Docs » WebApp::Documentation::Rationale

The Rationale Behind WebApp

NAME

WebApp::Documentation::Rationale - The Rationale Behind WebApp

VERSION

  Time-stamp: <2006-07-10 10:51:00 mailto:attila@stalphonsos.com>
  $Id: Rationale.pm,v 1.7 2006/07/13 19:13:40 attila Exp $

SYNOPSIS

  $ perldoc WebApp::Documentation::Rationale

DESCRIPTION

The rationale behind WebApp, in the form of several brief arguments for our point of view.

OVERVIEW AND GUIDING PRINCIPLES

WebApp is a simple, lightweight Perl web application framework based on a few simple ideas, which are outlined in the other sections of this document.

The framework started out as a personal project, after I became frustrated with the complexity and fragility of (an admitedly old version of) HTML::Mason. Since then, I have used WebApp to build several real-world systems. It covers all of what I need from such a framework, is easy to modify and understand, and may even be useful to someone who is not me.
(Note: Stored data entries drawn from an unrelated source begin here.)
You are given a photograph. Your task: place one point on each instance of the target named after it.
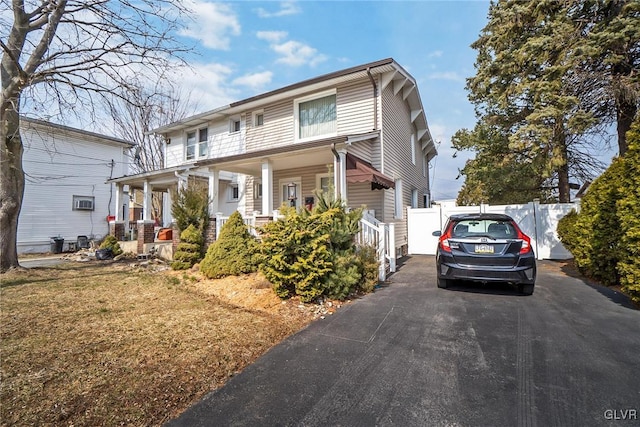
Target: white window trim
(230, 188)
(195, 145)
(296, 115)
(254, 120)
(413, 148)
(78, 199)
(283, 196)
(414, 199)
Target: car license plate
(484, 249)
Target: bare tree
(72, 53)
(148, 108)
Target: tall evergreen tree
(541, 81)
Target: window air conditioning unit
(84, 204)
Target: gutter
(375, 99)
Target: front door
(287, 190)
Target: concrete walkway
(44, 261)
(411, 354)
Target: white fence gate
(537, 221)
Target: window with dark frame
(203, 142)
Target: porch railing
(250, 222)
(382, 237)
(373, 233)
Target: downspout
(375, 99)
(336, 172)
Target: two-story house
(360, 132)
(65, 193)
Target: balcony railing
(225, 144)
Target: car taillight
(526, 242)
(444, 241)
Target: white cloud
(272, 36)
(448, 75)
(213, 24)
(291, 52)
(208, 85)
(286, 8)
(255, 80)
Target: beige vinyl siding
(354, 106)
(174, 151)
(397, 129)
(360, 194)
(277, 129)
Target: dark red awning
(360, 171)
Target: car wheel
(443, 283)
(526, 289)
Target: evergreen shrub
(190, 206)
(604, 237)
(312, 254)
(189, 250)
(233, 253)
(110, 242)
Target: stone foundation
(116, 229)
(146, 233)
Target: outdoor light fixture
(291, 191)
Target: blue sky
(246, 48)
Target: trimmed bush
(628, 209)
(233, 253)
(110, 242)
(189, 250)
(312, 254)
(604, 237)
(190, 206)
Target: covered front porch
(257, 184)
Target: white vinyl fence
(537, 221)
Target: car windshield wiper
(484, 235)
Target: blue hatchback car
(485, 248)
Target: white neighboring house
(65, 191)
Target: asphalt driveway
(414, 355)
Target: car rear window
(484, 227)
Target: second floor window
(203, 142)
(199, 139)
(191, 145)
(317, 117)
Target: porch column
(146, 203)
(214, 184)
(167, 216)
(267, 188)
(119, 199)
(336, 177)
(343, 176)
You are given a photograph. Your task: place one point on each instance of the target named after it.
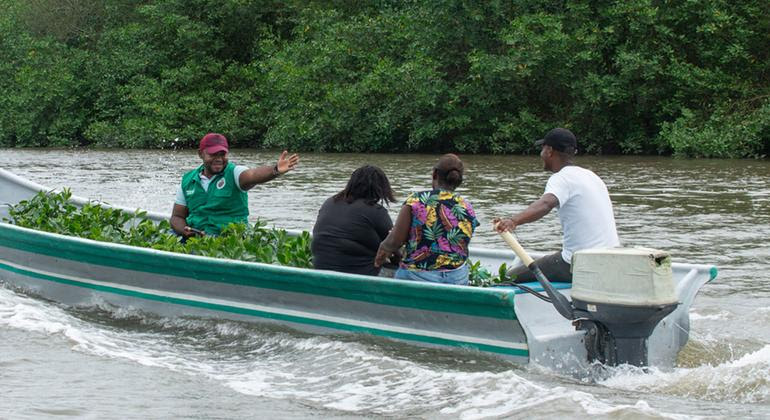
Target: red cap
(213, 142)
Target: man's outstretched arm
(251, 177)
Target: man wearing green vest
(214, 195)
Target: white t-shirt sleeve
(180, 197)
(237, 174)
(558, 186)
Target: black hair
(449, 170)
(567, 155)
(368, 183)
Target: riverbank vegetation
(687, 78)
(52, 212)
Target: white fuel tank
(623, 276)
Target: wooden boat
(502, 321)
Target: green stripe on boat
(512, 349)
(485, 302)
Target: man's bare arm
(535, 211)
(251, 177)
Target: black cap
(558, 138)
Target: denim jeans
(457, 276)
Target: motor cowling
(619, 296)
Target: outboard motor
(619, 295)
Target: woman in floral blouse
(436, 225)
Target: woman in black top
(352, 223)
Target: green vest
(222, 204)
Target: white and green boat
(502, 321)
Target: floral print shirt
(442, 226)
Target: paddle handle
(516, 247)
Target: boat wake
(363, 375)
(745, 379)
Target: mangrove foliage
(687, 78)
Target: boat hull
(76, 271)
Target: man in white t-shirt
(585, 209)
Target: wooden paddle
(558, 300)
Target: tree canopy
(682, 77)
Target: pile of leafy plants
(53, 212)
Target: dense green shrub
(641, 76)
(52, 212)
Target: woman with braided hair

WebApp is also easy to install and administer, perhaps a little unlike other frameworks. You need not make sure that Apache is compiled a certain way, or a specific version of Perl be installed, or invoke dark powers and sacrifice small, innocent animals to unnamed, malevolent forces.

I mean, unless that sort of thing turns you on, in which case, hey, I'm broad-minded. Just keep it off of my lawn.

I wrote WebApp because I had come to several conclusions in the course of using existing systems for building complex web applications, including HTML::Mason, PHP, Embperl and so on. These conclusions became my guiding principles. I think they are at least interesting enough to warrant a read by anyone who writes web applications. Even if you disagree, it's good to read things that you disagree with once in a while - it angries up the blood.

SEPARATE PRESENTATION AND IMPLEMENTATION

It is a bad idea to mix presentation and implementation. Separating the design and logic behind the code from the way it presents results is simply good design. It encourages modularity, it forces decisions to be made based on criteria appropriate to the task at hand, and it makes it easier for different kinds of people to focus on their various tasks. For instance, a web designer and a hacker do not do the same job (even though the same person might do both).

HTML and code are two great tastes that do not go together. Unfortunately, most web application frameworks and environments encourage the mixing of presentation (HTML) and code (Perl in our case, but whatever) to the point of utter confusion. It is common to see strings of HTML being pieced together by bits of PHP, Perl or C code on the fly. This miserable practice produces a morass that is hard to read, debug, modify, and audit.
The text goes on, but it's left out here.